Section: New Results
Embedded Data Management
Participants : Nicolas Anciaux, Saliha Lallali, Philippe Pucheral, Iulian Sandu Popa [correspondent] .
Embedded keyword indexing: In this work, we revisit the traditional problem of information retrieval queries over large collections of files in an embedded context. A file can be any form of document, picture or data stream, associated with a set of terms. A query can be any form of keyword search using a ranking function (e.g., TF-IDF) identifying the top-k most relevant files. The proposed search engine can be used in sensors to search for relevant objects in their surroundings, in cameras to search pictures by using tags, in personal smart dongles to secure the querying of documents and files hosted in an untrusted Cloud, or in a personal cloud securely managed using a tamper resistant smart object. A search engine is usually based on a (large) inverted index and queries are traditionally evaluated by allocating one container in RAM per document to aggregate its score, making the RAM consumption linear with the size of the document corpus. To tackle this issue, we designed a new form of inverted index which can be accessed in a pure pipeline manner to evaluate search queries without materializing any intermediate result. Successive index partitions are written once in Flash and maintained in the background by timely triggering merge operations while files are inserted or deleted from the index. By combining this new index and the corresponding evaluation techniques, our embedded search engine is capable of reconciling high insert/delete/update rate and query scalability. We have demonstrated the search engine on a secure USB token in the context of a personal cloud, and have conducted in depth performance evaluations on a development board representative for different smart objects characteristics. The experimental results demonstrate the scalability of the approach and its superiority compared to state of the art methods. This work was published at VLDB’15 [21] and demonstrated at SIGMOD’15 [24] . It constitutes the main contribution of the PhD thesis of Saliha Lallali
Spatio-temporal indexing in Flash storage: The convergence of mobile computing, wireless communications and sensors has raised the development of many applications exploiting massive flows of spatio-temporal data such as in location-based services, participatory sensing, or traffic management [15] . Spatio-temporal data indexing is among the most active research topics in this area.

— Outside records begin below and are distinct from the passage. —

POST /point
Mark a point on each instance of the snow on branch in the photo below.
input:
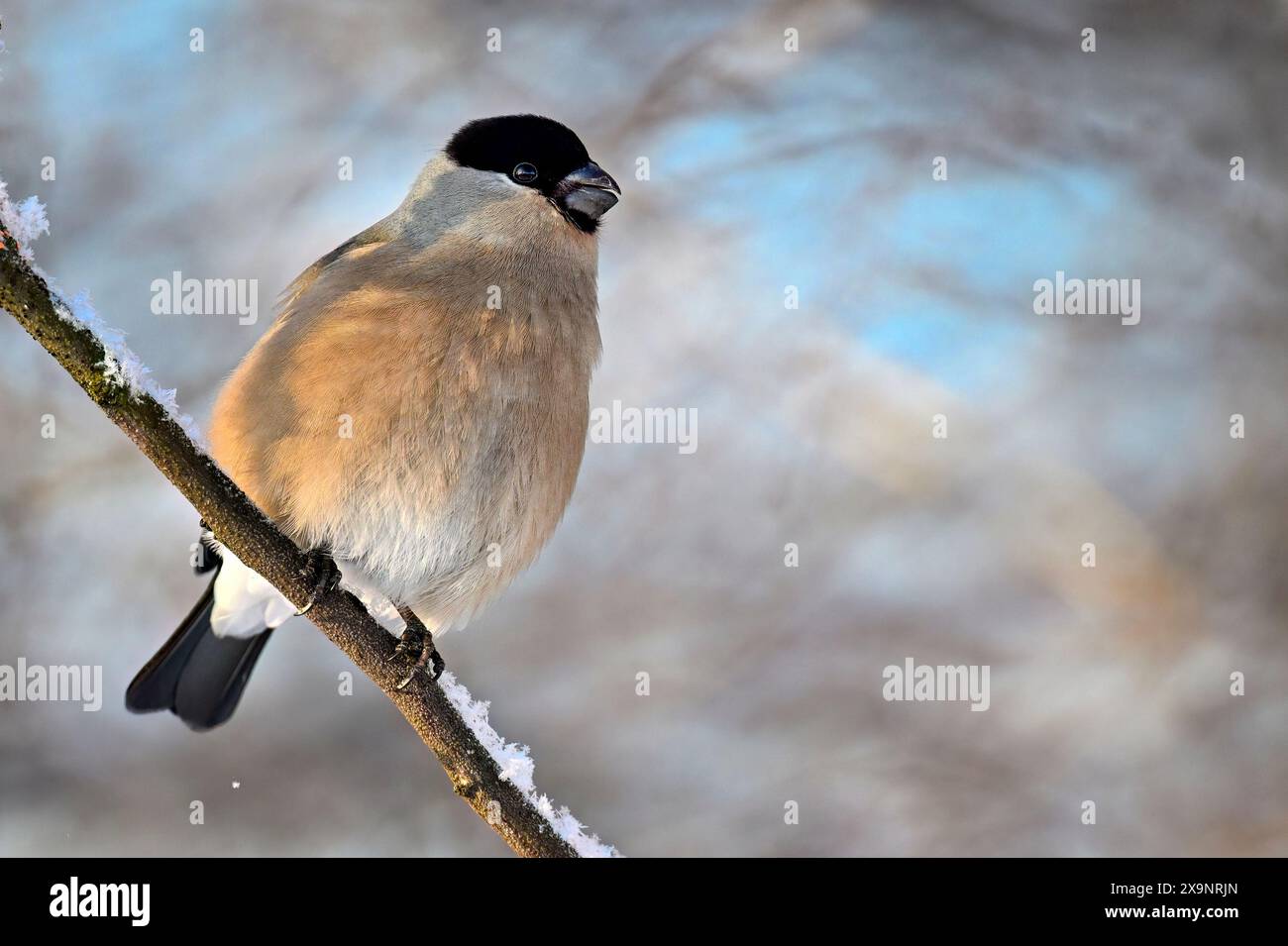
(493, 777)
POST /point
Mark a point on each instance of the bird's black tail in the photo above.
(196, 675)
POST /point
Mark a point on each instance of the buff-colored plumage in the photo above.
(420, 405)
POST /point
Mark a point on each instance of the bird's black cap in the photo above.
(505, 142)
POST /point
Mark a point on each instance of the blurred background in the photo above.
(768, 168)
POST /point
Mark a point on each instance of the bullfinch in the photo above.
(416, 415)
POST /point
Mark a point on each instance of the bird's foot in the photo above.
(416, 640)
(322, 575)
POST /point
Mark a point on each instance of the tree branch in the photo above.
(253, 537)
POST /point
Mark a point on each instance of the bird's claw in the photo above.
(428, 656)
(416, 640)
(322, 575)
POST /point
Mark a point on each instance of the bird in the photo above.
(416, 415)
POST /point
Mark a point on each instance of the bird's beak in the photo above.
(589, 190)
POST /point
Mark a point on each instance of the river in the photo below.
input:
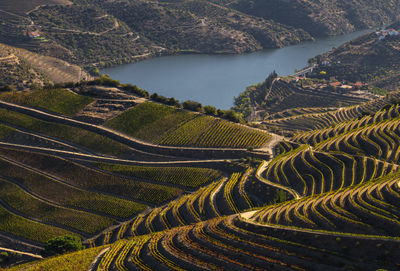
(216, 79)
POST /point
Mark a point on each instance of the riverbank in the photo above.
(216, 79)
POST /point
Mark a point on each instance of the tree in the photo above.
(62, 244)
(210, 110)
(193, 106)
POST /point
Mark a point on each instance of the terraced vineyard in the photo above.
(312, 121)
(329, 199)
(370, 208)
(287, 96)
(163, 125)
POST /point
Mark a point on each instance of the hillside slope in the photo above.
(372, 59)
(321, 18)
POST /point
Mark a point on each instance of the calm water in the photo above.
(216, 79)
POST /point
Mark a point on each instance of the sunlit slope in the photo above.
(164, 125)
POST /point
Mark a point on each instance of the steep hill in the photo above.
(321, 18)
(327, 200)
(372, 59)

Nevertheless, since a few years a new fundamental parameter has made its entry on the database scene: the NAND flash storage. The peculiar characteristics of flash memory require redesigning the existing data storage and indexing techniques that were devised for magnetic hard-disks. TRIFL, proposed in [16] is an efficient and generic TRajectory Index for FLash, designed around the key requirements of both trajectory indexing and flash storage. TRIFL is generic in the sense that it is efficient for both simple flash storage devices such as the SD cards and more powerful devices such as the solid state drives. In addition, TRIFL includes an online self tuning algorithm that allows adapting the index structure to the workload and the technical specifications of the flash storage device to maximize the index performance. Moreover, TRIFL achieves good performance with relatively low memory requirements, making it appropriate for many application scenarios. The experimental evaluation shows that TRIFL outperforms the representative indexing methods on flash disks but also on magnetic disks. This work [15] [16] is part of Dai Hai Ton That’s Ph.D. thesis, co-supervised by Iulian Sandu Popa.